Actuellement, plus de 70% des femmes qui accouchent aux États-Unis, recevoir des péridurales, favorisant une certaine mesure de confort sur le contrôle physique. Cependant, la popularité de Dar a Luz et d'autres centres de naissance suggère que de plus en plus de personnes semblent choisir le compromis inverse: la participation et le mouvement plutôt que le soulagement de la douleur médicale. Cependant, le défi n'est peut-être pas né de l'anesthésie elle-même, mais plutôt d'un faux choix ancré dans la façon dont il est présenté, une dichotomie tout ou rien entre «naturel» et «médical».

Dans les centres de naissance, les péridurales ne sont pas disponibles, et en conséquence, le travail semble remarquablement différent de l'équivalent hospitalier. Bien que la mère ne semble pas nécessairement à l'aise, ses mouvements et son état d'esprit ressemblent plus à un athlète accomplissant un exploit qu'à un patient subissant une épreuve. Partout, des sages-femmes sont présentes pour fournir un soutien, un suivi attentif et un coaching.

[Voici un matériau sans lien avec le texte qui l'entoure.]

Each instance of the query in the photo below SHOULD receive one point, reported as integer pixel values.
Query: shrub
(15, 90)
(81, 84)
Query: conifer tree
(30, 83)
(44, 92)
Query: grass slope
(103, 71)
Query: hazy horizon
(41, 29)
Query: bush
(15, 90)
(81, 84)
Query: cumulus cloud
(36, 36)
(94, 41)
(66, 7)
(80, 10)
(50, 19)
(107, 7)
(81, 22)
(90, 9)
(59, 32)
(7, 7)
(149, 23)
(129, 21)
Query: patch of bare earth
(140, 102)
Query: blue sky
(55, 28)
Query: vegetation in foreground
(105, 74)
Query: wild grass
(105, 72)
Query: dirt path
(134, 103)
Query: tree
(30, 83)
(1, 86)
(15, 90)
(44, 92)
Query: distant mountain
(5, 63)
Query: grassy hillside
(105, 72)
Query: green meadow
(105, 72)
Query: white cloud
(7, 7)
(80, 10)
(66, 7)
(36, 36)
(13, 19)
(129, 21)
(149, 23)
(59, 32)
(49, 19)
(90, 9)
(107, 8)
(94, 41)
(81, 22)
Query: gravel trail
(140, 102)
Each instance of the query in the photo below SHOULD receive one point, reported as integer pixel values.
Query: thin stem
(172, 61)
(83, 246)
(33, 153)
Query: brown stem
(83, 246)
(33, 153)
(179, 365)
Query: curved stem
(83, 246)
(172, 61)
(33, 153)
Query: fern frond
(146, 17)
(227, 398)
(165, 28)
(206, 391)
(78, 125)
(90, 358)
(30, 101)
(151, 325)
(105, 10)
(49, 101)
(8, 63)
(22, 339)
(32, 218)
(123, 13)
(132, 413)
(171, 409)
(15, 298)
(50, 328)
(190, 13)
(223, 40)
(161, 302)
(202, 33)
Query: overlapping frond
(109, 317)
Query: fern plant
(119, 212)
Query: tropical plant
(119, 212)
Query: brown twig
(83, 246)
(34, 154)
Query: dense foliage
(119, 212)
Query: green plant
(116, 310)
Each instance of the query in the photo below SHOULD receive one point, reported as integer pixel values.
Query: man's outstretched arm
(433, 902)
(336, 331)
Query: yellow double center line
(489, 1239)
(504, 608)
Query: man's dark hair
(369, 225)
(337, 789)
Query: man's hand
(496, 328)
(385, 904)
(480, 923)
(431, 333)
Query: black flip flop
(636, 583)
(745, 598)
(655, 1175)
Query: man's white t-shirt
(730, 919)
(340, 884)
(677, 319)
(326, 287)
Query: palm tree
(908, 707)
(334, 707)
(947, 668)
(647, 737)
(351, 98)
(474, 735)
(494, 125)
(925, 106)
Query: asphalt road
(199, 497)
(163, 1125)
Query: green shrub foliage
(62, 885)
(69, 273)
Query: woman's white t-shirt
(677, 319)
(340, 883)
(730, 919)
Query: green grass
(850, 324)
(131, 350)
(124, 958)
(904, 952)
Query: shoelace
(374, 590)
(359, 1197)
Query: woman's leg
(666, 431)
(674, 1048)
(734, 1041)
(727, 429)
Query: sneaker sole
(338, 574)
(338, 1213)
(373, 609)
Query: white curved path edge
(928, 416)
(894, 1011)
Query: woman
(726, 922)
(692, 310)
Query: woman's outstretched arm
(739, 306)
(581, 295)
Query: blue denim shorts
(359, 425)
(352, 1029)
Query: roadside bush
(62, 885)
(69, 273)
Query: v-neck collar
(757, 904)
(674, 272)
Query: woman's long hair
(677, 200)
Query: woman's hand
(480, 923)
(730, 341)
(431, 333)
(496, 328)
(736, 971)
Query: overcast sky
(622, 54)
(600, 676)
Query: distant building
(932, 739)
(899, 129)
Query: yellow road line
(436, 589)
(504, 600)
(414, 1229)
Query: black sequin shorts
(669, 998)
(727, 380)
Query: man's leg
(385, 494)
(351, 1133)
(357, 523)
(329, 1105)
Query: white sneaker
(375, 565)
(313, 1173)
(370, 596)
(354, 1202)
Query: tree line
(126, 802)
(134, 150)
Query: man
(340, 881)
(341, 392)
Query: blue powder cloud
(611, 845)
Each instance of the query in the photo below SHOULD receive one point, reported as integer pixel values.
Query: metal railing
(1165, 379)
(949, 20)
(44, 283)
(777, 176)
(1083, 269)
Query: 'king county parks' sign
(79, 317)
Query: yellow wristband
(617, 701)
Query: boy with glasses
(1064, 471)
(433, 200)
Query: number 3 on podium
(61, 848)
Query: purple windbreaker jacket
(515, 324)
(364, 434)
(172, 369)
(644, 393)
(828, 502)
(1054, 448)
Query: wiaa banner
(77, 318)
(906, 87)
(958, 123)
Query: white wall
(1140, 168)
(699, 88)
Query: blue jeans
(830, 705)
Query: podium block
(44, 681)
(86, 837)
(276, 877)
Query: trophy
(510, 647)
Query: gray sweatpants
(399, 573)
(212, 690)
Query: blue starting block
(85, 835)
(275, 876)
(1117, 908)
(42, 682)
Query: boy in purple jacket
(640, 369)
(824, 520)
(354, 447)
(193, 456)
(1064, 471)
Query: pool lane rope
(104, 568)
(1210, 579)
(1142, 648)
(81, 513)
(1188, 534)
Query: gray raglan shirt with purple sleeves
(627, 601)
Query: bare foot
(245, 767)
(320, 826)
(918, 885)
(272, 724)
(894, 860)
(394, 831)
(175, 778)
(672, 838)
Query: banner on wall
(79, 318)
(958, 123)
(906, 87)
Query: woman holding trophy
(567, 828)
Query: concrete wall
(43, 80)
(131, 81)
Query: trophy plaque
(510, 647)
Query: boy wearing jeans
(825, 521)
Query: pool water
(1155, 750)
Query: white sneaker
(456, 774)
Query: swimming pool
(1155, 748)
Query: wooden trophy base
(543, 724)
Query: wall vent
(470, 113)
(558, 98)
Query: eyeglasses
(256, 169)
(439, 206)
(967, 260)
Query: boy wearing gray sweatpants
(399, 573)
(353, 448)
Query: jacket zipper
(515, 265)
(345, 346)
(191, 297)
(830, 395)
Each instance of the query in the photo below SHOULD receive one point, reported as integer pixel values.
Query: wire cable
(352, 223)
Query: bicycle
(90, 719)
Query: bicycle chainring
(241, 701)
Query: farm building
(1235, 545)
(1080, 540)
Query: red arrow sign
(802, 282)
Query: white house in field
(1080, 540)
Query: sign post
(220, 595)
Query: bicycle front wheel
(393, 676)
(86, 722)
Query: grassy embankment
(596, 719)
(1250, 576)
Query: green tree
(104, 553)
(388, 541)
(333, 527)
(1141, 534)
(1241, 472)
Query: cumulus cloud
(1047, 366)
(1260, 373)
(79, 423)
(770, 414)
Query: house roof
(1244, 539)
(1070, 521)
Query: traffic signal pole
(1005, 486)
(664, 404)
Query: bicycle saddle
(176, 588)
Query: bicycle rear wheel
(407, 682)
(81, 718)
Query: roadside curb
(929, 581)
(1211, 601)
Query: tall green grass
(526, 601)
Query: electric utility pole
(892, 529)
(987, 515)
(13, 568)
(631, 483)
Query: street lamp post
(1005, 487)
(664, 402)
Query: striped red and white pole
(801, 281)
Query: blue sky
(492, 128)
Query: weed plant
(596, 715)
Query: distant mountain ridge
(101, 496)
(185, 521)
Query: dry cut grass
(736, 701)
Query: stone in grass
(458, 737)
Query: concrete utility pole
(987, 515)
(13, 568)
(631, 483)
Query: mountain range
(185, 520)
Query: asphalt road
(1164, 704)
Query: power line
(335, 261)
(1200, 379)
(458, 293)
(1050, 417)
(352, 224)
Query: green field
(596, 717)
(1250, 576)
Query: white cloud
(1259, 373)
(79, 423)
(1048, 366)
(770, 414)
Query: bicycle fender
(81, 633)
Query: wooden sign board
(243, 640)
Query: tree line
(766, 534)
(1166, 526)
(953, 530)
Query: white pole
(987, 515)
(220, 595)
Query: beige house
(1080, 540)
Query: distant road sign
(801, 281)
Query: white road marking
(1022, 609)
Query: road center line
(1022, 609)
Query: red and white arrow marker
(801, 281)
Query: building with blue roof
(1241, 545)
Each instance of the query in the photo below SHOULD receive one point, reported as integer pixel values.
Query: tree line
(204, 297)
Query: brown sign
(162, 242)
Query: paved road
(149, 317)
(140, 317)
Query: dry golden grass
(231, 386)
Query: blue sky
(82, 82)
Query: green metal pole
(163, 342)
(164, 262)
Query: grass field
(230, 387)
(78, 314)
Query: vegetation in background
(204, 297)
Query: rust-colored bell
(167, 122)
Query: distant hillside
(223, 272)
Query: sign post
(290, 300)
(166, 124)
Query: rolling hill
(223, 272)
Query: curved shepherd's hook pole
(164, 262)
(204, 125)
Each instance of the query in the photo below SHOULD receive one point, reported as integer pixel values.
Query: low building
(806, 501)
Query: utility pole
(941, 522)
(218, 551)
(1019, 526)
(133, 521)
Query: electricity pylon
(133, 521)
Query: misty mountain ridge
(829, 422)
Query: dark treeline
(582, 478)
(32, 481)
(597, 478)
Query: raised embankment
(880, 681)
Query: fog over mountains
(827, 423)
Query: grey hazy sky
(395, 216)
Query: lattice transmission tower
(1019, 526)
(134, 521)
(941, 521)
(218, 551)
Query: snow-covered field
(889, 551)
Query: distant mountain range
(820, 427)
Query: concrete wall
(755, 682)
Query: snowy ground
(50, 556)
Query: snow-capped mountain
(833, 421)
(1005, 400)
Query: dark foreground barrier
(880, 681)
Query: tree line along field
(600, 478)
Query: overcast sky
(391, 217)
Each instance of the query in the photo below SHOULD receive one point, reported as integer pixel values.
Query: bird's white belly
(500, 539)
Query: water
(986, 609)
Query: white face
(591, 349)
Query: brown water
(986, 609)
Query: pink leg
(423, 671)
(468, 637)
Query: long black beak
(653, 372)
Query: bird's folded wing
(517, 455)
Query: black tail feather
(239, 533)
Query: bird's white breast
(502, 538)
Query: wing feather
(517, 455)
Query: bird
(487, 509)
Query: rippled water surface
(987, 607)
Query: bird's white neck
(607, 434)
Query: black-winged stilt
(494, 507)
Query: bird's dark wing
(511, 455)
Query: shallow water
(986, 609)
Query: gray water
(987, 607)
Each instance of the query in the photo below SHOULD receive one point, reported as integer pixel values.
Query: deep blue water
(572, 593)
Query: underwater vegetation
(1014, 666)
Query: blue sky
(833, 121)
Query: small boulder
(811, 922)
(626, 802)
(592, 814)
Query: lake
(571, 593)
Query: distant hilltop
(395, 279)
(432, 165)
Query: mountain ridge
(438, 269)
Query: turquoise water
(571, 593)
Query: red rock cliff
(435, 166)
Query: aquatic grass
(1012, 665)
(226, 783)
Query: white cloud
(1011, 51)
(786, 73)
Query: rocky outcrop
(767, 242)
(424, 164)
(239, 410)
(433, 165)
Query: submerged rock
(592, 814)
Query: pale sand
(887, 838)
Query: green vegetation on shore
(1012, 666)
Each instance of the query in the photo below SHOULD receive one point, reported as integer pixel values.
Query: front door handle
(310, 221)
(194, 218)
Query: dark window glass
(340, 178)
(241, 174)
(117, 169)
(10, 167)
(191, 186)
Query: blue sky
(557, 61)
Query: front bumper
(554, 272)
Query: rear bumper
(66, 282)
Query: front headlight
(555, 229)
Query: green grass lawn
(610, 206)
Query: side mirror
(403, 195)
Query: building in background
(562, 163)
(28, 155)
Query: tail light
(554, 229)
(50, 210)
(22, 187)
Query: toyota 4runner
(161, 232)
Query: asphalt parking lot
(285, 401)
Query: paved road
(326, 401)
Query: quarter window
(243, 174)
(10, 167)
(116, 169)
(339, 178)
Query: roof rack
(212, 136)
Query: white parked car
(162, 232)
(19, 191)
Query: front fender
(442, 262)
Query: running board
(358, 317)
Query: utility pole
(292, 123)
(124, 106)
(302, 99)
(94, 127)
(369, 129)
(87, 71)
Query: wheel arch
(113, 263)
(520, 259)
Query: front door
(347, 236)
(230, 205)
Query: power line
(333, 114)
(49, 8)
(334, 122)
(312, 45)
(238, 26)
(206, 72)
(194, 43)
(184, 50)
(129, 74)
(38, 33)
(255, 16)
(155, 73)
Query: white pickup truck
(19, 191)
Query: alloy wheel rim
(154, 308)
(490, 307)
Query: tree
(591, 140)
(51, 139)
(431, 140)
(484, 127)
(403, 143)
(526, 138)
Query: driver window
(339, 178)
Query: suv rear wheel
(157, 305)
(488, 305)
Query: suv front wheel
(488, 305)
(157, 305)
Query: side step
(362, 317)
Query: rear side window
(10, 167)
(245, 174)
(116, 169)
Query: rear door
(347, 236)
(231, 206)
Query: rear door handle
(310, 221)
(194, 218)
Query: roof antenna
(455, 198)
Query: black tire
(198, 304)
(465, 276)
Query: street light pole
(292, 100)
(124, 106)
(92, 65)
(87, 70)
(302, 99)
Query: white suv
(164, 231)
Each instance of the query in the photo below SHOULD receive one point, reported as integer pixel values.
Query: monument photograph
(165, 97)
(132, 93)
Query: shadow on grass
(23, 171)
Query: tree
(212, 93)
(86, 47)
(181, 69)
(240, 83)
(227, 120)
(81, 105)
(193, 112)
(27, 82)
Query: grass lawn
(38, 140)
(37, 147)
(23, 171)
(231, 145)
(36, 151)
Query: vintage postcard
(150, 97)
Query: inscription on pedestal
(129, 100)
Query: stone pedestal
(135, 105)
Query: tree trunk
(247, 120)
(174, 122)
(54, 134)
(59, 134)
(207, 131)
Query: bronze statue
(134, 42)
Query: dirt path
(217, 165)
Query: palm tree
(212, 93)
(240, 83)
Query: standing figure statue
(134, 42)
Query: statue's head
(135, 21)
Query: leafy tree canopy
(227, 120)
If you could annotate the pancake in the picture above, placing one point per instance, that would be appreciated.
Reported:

Parfois, des complications se développent pendant le travail qui nécessitent le transfert de ces mères à l'hôpital. Cela nécessite d'acquiescer à l'évolution des circonstances et de transférer un certain contrôle aux obstétriciens et à la technologie médicale.

Mais l'attente de ces mères n'est pas plus un contrôle absolu qu'un confort absolu. La plupart reconnaissent que le travail n'est ni complètement contrôlable ni complètement confortable. Ils, peut-être comme toutes les personnes qui accouchent, cherchent simplement à comprendre ces compromis et ont la possibilité de céder le contrôle - ou de confort - selon leurs propres conditions.

A propos de l'auteur

Neel Shah, professeur adjoint d'obstétrique, de gynécologie et de biologie de la reproduction, Harvard Medical School

Cet article est republié de La Conversation sous une licence Creative Commons. Lis le article original.